James Harden – who’s earning a lot of money from the Rockets and adidas – is drawing the ire of the Wizards point guard.

Kevin O’Connor of The Ringer:

One league source familiar with Wall’s state of mind simply put it this way: “Wall’s got jealousy issues. He’s always upset with someone who makes more money than him.”

A front office executive tells The Ringer that Wall was “rankled” after Harden signed a four-year, $118 million extension with the Rockets.

O’Connor also pointed out this line from Nick DePaula of Yahoo Sports on Wall rejected adidas’ offer:

“He wanted Harden money,” a source told The Vertical.

I wonder how Wall feels about Beal’s max contract, which pays much more than Wall’s deal.

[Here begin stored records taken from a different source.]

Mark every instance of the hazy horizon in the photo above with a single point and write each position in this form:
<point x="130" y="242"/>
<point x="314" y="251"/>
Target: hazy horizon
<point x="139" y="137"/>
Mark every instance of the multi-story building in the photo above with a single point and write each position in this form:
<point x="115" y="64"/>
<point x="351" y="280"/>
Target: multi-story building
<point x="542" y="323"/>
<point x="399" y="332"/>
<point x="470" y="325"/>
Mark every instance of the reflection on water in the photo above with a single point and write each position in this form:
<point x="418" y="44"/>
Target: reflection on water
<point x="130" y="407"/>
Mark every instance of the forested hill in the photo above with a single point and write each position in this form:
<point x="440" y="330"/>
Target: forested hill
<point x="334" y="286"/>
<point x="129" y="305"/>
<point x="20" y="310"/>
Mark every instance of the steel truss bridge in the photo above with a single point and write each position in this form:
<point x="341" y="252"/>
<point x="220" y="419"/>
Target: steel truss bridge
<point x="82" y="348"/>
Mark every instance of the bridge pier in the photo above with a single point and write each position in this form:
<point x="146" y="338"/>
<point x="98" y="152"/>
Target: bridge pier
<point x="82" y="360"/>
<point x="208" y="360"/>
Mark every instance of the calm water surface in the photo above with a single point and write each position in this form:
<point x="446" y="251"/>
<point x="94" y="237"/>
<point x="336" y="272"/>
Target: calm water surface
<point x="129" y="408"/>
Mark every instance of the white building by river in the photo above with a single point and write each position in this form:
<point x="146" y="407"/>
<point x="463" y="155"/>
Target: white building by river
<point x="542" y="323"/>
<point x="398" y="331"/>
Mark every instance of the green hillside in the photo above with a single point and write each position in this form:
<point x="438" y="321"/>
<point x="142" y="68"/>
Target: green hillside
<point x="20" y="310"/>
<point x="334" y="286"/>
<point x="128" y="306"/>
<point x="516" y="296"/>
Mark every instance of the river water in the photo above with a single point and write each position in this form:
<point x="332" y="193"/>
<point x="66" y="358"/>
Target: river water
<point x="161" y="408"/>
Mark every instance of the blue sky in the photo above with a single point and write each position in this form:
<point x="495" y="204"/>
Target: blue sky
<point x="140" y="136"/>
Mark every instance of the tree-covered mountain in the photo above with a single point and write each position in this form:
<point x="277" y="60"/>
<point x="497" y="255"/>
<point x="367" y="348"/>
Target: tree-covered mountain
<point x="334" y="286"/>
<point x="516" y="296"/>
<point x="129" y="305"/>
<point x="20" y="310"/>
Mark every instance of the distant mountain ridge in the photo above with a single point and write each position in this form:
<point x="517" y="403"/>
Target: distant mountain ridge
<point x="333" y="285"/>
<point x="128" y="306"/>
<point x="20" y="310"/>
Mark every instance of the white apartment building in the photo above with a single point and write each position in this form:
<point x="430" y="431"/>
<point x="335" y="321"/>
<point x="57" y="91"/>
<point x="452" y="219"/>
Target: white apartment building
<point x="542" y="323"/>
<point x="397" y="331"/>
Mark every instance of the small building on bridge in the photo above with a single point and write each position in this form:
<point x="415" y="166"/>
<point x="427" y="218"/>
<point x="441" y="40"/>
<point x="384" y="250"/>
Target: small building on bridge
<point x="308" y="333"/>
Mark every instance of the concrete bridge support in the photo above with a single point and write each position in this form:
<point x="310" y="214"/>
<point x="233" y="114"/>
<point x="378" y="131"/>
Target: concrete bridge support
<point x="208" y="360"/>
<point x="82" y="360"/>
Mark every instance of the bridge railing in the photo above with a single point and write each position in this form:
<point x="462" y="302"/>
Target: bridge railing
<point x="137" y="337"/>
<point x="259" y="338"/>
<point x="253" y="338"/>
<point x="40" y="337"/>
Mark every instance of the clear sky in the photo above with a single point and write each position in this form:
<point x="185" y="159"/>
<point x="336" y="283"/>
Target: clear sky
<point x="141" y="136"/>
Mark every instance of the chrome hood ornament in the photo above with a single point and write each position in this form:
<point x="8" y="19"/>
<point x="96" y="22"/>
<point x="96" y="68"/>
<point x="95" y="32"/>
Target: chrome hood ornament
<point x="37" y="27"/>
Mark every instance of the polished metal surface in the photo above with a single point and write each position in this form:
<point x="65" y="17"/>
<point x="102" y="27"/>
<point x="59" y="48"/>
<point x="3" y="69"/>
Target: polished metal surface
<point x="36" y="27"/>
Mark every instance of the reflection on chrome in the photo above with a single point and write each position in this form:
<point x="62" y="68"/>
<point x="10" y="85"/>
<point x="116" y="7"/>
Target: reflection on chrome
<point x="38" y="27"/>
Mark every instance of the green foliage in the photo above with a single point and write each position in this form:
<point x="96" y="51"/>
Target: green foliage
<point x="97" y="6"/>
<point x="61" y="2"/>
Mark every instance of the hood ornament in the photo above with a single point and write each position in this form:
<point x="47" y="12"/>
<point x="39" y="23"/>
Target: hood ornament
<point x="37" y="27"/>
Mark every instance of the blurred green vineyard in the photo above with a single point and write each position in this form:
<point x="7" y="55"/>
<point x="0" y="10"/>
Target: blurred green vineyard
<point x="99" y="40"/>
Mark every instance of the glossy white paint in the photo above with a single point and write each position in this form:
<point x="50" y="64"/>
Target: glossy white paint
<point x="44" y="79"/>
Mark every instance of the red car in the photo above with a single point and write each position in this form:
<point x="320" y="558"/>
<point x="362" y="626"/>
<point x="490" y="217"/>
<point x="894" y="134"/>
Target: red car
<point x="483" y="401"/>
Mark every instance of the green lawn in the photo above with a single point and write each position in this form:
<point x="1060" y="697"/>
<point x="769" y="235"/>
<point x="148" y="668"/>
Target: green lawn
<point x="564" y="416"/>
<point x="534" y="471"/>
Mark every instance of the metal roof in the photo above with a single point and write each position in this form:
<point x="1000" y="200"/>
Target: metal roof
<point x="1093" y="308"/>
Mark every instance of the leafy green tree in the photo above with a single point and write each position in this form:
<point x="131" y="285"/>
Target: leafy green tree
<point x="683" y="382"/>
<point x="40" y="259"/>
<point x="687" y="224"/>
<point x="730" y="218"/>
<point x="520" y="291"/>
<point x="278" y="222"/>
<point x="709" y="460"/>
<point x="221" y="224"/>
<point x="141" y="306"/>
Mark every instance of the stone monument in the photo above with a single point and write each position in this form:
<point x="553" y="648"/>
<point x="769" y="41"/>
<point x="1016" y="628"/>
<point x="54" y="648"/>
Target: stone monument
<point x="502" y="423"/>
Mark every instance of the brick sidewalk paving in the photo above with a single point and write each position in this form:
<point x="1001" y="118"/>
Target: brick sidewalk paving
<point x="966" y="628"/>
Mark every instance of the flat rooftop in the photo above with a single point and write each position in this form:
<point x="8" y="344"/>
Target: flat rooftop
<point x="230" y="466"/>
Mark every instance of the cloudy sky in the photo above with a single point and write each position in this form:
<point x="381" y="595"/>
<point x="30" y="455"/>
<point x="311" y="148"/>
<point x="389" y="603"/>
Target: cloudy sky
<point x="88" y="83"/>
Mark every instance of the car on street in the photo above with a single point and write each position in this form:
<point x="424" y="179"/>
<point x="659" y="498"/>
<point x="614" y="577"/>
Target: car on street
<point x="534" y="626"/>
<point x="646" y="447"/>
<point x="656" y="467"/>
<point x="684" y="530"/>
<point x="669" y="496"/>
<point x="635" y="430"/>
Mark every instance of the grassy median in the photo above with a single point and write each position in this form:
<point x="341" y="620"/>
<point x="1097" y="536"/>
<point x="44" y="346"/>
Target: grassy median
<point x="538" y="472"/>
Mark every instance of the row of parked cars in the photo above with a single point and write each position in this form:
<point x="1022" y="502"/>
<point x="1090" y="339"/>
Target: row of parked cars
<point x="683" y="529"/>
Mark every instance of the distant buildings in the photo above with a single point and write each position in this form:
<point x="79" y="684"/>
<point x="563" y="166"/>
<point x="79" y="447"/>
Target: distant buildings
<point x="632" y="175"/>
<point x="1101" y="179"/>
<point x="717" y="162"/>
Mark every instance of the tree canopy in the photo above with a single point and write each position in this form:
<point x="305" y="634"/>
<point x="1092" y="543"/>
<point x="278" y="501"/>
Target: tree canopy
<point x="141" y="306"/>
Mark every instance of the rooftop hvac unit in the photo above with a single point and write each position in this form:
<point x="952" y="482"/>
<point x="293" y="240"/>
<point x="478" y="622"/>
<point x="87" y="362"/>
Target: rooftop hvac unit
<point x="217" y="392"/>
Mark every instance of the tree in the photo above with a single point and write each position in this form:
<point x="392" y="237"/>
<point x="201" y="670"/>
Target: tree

Wall didn’t like Reggie Jackson, another lesser player, earning the same amount as him.

The union rejecting cap smoothing in light of the new national TV contracts has certainly adversely affected Wall, who locked in long-term just before the salary cap explosion became known. As other players sign huge contracts, he’s stuck on his old-money deal.

Washington could’ve renegotiated and extended Wall’s contract, but it would have been more complicated than Harden’s arrangement. Wall has three years remaining to what was previously two for Harden. How much extra money would the Wizards have paid Wall over the next three years just to get him committed for one more year? Instead, they signed Ian Mahinmi, Andrew Nicholson and Jason Smith.

I’m also unsure Wall would’ve accepted an extension. He doesn’t seem overly happy in Washington, and a raise via renegotiation was coming only if Wall provided something in return – an additional year of team control added to his contract.

And don’t lose track of this: Harden is better than Wall.

I don’t mind Wall monitoring other players’ contracts. That jealousy or whatever you want to call it has driven Wall to become a star NBA player. Whatever motivation works.

But demanding Harden’s deal is unrealistic. The Wizards also ought to be mindful of how Beal’s new contract affects chemistry, but that’s their problem.

Wall’s issue – as a player, not endorser – is primarily theoretical. He’s tied to his current contract, and lesser players will earn more than him due simply to timing. He must find a way to make peace with that.